In both C and C++, the result of x++ is an rvalue, so you can't assign to it.

In C, ++x is equivalent to x += 1 (C standard §6.5.3.1/p2; all C standard cites are to WG14 N1570). In C++, ++x is equivalent to x += 1 if x is not a bool (C++ standard §5.3.2 [expr.pre.incr]/p1; all C++ standard cites are to WG21 N3936).

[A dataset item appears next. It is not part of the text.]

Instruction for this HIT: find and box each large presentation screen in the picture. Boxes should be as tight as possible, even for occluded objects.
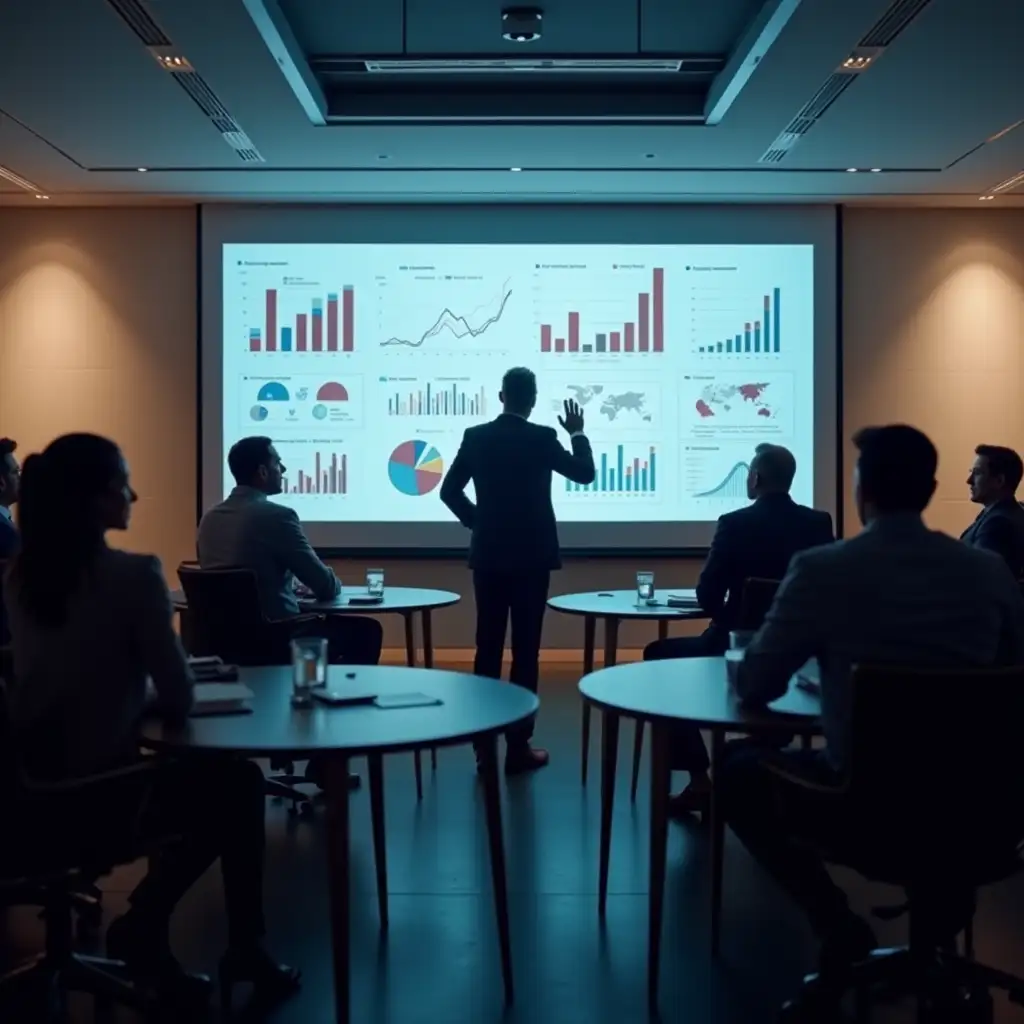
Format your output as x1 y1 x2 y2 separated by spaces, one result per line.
197 205 834 548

In C, the result of an assignment expression is an rvalue (C standard §6.5.16/p3):

An assignment operator stores a value in the object designated by the left operand. An assignment expression has the value of the left operand after the assignment, but is not an lvalue.

Because it's not an lvalue, you can't assign to it: (C standard §6.5.16/p2 - note that this is a constraint)

An assignment operator shall have a modifiable lvalue as its left operand.

In C++, the result of an assignment expression is an lvalue (C++ standard §5.17 [expr.ass]/p1):

The assignment operator (=) and the compound assignment operators all group right-to-left. All require a modifiable lvalue as their left operand and return an lvalue referring to the left operand.

So ++ptr = ptr1; is a diagnosable constraint violation in C, but does not violate any diagnosable rule in C++.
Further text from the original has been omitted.